L'enfant aux yeux obscurs penche la tête sur le côté, comme s'il tentait de décrypter mes paroles, avant de me dire :
— Ne t'en fais pas. Bientôt, tout rentrera dans l'ordre. Bientôt, tu nous rejoindras... À jamais.
Les rejoindre ? Je reste butée sur ces mots absurdes. Les rejoindre ? Ces maudits démons... Hors de question ! Plutôt crever ! Une haine indescriptible affleure dans mon âme, faisant trembler ma mâchoire. Avec désespoir, un rugissement m'échappe :
— Non ! Non ! Je refuse !
Incontrôlable, mon bras saisit le dossier et le lance violemment sur Phébus qui s'évapore. Aveuglée par ce volcan dévastateur qui saccage tout en moi, un hurlement de rage s'extirpe de ma gorge. Les fiches volent partout, tels des oiseaux fous attirés par la lumière de mon désespoir. Pitié, laissez-moi ! Laissez-moi vivre !

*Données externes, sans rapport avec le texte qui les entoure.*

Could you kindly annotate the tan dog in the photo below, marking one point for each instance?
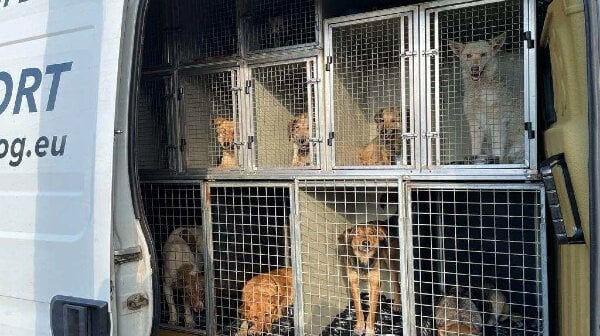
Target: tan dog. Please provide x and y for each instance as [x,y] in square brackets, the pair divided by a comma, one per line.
[387,144]
[225,130]
[182,269]
[298,134]
[362,250]
[264,298]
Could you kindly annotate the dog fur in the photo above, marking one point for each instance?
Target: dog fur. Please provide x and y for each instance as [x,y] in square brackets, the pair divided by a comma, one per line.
[298,134]
[264,298]
[489,107]
[182,269]
[387,144]
[225,130]
[363,248]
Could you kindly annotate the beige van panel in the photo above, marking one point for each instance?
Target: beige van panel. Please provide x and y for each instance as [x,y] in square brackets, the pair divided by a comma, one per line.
[564,33]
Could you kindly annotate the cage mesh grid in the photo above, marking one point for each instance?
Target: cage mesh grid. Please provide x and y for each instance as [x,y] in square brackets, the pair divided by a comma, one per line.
[152,120]
[475,92]
[327,209]
[169,207]
[206,30]
[212,120]
[477,258]
[285,111]
[372,77]
[250,237]
[281,23]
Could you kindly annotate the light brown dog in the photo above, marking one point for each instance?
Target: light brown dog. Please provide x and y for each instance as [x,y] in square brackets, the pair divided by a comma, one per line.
[363,248]
[225,130]
[298,134]
[387,144]
[264,298]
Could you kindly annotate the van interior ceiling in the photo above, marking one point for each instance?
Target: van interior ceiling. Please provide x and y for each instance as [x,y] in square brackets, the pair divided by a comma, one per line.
[271,136]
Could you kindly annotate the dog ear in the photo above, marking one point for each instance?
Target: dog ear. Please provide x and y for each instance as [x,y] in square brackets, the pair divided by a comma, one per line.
[456,47]
[497,42]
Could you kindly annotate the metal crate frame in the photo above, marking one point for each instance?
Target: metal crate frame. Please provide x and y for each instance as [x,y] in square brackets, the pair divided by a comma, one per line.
[408,234]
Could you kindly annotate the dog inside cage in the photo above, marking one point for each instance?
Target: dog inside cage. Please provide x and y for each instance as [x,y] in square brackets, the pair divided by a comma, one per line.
[477,261]
[174,216]
[349,248]
[254,292]
[477,91]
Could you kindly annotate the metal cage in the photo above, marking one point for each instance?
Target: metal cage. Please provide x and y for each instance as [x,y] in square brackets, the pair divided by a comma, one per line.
[212,120]
[335,220]
[478,259]
[250,237]
[284,100]
[371,88]
[173,212]
[477,79]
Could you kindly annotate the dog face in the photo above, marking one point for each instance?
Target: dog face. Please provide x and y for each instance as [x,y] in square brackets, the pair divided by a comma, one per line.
[192,283]
[225,129]
[298,133]
[475,56]
[389,125]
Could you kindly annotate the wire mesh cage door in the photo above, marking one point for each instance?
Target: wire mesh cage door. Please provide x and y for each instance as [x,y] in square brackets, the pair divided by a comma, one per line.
[212,125]
[284,99]
[477,84]
[252,274]
[173,212]
[351,257]
[478,259]
[206,30]
[281,24]
[371,93]
[155,131]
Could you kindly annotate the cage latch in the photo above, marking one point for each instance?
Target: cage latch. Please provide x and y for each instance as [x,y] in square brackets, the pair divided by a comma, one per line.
[330,138]
[530,130]
[553,201]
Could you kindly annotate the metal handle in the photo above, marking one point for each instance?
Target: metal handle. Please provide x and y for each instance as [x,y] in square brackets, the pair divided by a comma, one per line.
[553,201]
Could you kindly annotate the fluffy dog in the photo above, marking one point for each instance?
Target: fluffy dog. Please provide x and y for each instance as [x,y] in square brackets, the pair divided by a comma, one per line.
[298,134]
[493,115]
[363,248]
[387,144]
[225,130]
[264,298]
[182,269]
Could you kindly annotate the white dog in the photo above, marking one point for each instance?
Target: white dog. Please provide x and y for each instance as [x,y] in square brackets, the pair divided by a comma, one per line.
[182,269]
[494,115]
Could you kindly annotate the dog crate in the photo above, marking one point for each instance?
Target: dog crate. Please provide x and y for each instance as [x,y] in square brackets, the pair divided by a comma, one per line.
[284,99]
[479,82]
[278,24]
[211,113]
[476,247]
[327,210]
[169,206]
[251,234]
[370,71]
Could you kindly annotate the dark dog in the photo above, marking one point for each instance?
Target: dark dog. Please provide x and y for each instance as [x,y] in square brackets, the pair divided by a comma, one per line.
[363,248]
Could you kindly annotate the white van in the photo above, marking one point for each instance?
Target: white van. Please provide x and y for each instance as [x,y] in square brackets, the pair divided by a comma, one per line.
[253,124]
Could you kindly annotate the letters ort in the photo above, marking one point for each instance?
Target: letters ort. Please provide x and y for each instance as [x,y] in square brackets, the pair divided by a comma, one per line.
[27,84]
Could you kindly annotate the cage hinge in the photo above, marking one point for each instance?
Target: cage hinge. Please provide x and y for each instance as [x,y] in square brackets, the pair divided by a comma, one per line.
[328,62]
[248,86]
[330,138]
[530,130]
[527,37]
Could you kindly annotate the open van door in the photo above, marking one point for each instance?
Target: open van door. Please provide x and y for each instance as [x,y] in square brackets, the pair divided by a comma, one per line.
[58,88]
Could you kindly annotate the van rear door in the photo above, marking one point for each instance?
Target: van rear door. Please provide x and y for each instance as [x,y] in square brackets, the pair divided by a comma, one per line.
[58,84]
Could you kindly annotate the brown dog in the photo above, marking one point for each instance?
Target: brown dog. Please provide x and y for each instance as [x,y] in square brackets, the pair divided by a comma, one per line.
[362,250]
[264,298]
[298,134]
[387,144]
[225,130]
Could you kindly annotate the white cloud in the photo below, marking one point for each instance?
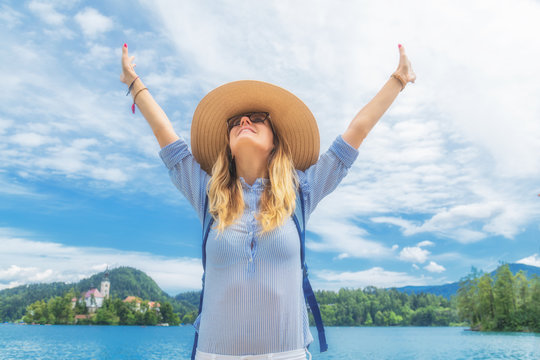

Dans ma folie sauvage, je sens des bras qui étreigne mon corps tremblant. Dépourvue de vision, je cogne au hasard, repousse cette aide inespérée qui, sur l'instant, me semble dangereuse.
— Sephora ! Sephora, calme-toi ! C'est moi !
Il me serre fort à un point où je ne peux plus bouger. Je me débats, sans succès, égarant mes pleurs sur une clavicule nue aussi douce que du satin. Résignée, enfin immobile, l'étreinte se relâche. Il me faut quelques secondes pour reconnaître le visage ciselé de Lehb. Une grande inquiétude peint ses traits à peine tiré du sommeil.
Je caresse sa joue, rassurée. Ce n'était que lui.
— Qu'est-ce qui se passe ? me demande-t-il, soucieux, ses yeux plantés dans les miens.
Je me pose la même question. Or, dans un automatisme, la fiche du centre psychiatrique coule entre mes doigts jusqu'à lui. Sur l'instant, il ne semble pas comprendre. Sa lecture est brève, coupée par ma voix faible et meurtrie :
— Plus rien n'est clair... Ma vie part en éclat petit à petit. J'ignore qui sont réellement mes proches, j'ignore même qui je suis en réalité. Je suis maudite par ma vérité...
Abattu par mes larmes qui reprennent de plus belle, Lehb m'enlace à nouveau, plaquant son menton sur le sommet de mon crâne. J'ai besoin de lui, de son soutien, de sa chaleur et de son réconfort. J'ignore comment interpréter ces informations, mais seule, je ne pourrais pas affronter cette terrible vérité qui est pourtant celle que je cherchais ardemment sans m'en rendre compte.
Savoir... Apprendre...
Connaître la vérité sur ma mère et sa disparition.